Не хотел, но стены его трещали, болели, ныли…
Что-то жгучее проникало вовнутрь, что-то жгучее бежало по жилам, к самому сердцу, где обосновалась поганая мегера, нарушившая его заслуженный посмертный сон. Что-то мешало, кололось, тревожило, бурлило…
Пока Дьявол, наконец, не понял, что именно сотворил хитрый мальчишка-бабочка.
«Забери меня, забери меня, забери меня!» — кричали и стенали начертанные кровью слова, пробираясь сквозь толстые глухие стены. Слова, что юный мотылек успел написать на черном камне собственной кровью, рискуя расплатиться за подобную храбрость развеянной пеплом душой.
Ослепленный гладом Дьявол пил добровольно предложенное, пил всё подряд, позабыв, что в сердце и желудке его живет сухокожая старуха, позабыв, как быстро зов чужой крови до нее доползет!

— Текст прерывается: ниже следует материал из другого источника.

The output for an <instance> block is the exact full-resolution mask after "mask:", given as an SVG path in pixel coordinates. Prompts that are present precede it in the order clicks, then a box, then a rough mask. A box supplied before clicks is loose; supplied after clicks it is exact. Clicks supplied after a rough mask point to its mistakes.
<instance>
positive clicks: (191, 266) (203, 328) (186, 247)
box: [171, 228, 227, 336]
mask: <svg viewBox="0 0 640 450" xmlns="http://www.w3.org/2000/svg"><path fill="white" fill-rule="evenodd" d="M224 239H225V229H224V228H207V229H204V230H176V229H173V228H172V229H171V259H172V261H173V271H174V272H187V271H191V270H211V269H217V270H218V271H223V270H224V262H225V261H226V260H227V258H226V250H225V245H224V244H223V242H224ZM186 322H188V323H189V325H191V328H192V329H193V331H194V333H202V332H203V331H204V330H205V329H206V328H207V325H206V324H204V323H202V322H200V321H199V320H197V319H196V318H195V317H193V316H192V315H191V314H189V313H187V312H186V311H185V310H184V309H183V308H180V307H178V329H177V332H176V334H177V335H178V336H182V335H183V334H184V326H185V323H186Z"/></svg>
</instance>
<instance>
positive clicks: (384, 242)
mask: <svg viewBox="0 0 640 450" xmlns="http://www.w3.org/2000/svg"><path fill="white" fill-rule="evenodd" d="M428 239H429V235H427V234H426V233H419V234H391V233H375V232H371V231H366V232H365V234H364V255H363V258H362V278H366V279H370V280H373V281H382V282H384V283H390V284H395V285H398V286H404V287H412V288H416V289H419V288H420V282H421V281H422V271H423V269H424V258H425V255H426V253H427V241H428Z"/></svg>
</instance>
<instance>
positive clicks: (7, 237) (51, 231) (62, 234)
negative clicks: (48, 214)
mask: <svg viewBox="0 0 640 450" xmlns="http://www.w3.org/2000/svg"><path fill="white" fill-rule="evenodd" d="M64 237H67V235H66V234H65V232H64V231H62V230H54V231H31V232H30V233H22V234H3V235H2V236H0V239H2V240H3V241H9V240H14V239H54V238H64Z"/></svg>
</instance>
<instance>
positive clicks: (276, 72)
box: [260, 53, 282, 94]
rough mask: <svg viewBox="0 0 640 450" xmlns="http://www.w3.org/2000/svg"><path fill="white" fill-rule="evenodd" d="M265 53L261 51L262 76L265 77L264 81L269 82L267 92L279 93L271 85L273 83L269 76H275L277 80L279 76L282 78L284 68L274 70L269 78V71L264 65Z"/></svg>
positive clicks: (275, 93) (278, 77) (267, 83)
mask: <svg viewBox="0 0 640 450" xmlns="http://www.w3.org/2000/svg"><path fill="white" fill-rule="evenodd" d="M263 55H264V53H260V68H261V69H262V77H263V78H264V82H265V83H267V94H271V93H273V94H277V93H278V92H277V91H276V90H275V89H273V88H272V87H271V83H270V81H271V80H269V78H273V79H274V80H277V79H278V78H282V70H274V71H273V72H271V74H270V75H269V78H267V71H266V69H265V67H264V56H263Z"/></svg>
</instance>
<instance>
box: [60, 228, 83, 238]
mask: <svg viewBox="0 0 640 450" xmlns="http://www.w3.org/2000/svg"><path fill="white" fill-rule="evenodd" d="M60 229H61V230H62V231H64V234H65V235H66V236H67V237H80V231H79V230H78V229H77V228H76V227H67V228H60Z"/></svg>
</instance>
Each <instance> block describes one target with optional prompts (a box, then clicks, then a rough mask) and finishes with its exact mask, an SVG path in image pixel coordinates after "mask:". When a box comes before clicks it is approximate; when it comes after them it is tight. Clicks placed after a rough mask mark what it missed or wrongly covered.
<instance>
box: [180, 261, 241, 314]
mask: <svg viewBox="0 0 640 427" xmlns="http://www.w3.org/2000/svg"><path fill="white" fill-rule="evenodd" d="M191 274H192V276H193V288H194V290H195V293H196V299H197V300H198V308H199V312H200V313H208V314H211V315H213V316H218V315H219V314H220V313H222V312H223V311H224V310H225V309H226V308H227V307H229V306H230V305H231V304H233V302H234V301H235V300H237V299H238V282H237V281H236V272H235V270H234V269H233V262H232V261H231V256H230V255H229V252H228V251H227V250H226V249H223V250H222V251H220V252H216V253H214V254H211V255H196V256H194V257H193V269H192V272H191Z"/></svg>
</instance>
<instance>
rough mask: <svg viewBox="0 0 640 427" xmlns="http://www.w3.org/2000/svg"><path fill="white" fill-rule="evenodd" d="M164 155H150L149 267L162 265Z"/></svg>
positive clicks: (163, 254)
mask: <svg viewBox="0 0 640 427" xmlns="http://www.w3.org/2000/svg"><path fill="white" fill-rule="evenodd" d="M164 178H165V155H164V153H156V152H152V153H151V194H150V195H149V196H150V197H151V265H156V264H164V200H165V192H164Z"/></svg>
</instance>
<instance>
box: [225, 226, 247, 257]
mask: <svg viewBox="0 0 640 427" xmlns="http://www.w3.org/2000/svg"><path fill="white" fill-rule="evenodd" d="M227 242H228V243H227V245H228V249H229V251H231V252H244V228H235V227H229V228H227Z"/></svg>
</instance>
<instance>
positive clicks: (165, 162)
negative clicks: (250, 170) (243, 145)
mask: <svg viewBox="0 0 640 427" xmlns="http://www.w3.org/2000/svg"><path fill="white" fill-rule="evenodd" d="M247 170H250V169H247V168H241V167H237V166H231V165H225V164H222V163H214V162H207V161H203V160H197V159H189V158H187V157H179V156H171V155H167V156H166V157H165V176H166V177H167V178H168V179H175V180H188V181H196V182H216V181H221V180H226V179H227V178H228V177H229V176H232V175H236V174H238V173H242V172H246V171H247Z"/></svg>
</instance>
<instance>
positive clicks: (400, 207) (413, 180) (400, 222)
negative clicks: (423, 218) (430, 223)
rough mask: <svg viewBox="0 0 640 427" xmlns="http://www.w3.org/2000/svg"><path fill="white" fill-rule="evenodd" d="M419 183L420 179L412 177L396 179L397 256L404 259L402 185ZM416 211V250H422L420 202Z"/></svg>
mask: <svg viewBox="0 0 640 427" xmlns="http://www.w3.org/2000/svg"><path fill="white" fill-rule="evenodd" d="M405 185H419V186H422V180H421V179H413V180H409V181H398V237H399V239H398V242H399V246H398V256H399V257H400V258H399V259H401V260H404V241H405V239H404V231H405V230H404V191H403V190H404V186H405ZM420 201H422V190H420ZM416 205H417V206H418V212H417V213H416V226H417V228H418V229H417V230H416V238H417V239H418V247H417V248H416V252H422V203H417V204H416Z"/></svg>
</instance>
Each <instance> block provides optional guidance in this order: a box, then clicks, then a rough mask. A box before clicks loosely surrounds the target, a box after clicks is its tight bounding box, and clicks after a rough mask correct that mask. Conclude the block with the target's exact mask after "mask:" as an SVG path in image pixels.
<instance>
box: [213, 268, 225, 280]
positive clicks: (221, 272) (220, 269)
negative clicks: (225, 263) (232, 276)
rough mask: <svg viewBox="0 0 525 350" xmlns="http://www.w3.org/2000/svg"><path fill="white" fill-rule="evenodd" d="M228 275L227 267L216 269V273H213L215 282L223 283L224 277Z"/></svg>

Лукавый бравый мотылек, достойный адожной похвалы…
И Дьявол, навлекая на себя беду намеренным неповиновением, рассмеялся. Затрещали зашевелившиеся громоздкие стены, заскрипели скованные бездвижием ониксовые жилы, засыпался наземь серый коцитовый прах.
— Иди к ней, дитя, раз ты так этого жаждешь… — взорвались хмурым соборным басом гремящие костницами своды. — Иди на свою погибель!
Бабочка, испуганная, но ослабшая, попыталась — волей или же нет — отползти. Только было уже поздно, поздно… За смелость полагалась выпрошенная награда, даже если и награда эта — последнее, что увидит наивный человечий детеныш в настигшем слишком рано посмертии.
Дьявол, продолжая сотрясаться смехом, ударил погребенными под толщами почвы костями еще раз, и еще…
Пока земля, обернувшись черной заглатывающей воронкой, не провалилась в такую же черную бездну, утягивая на гробовое дно не успевшего даже пискнуть мотылька.
🐾
Тай, простонав, с трудом отворил глаза.
Юноша не ощущал ни рук, ни ног; голова, угодив в невидимый омут, мучилась карусельным кружением, перемешанным с нахлестывающей тошнотой. Чуть позже его начало рвать чем-то черным, холодным, столь сильно похожим на прокисший жидкий компост, что от одного запаха рот снова наполняла омерзительная гнилостная жижа, конвульсивно выливающаяся наружу.
Однако чем больше ее уходило, тем хуже чувствовал себя Тай.
Он лежал здесь, на холодной стылой земле, день ото дня, связанный бесплотными, но крепкими путами, более прочными, чем выкованная из железа драконова цепь. Его личный свет постепенно мерк, запахи, спертые и гадостные, растворялись, чувств оставалось всё меньше и меньше.
Тай, обманутый глупый соловей, не ведал, что не мир менялся вокруг него, а собственные его глаза слепли, нюх притуплялся, тело, терзаемое болью, истончалось.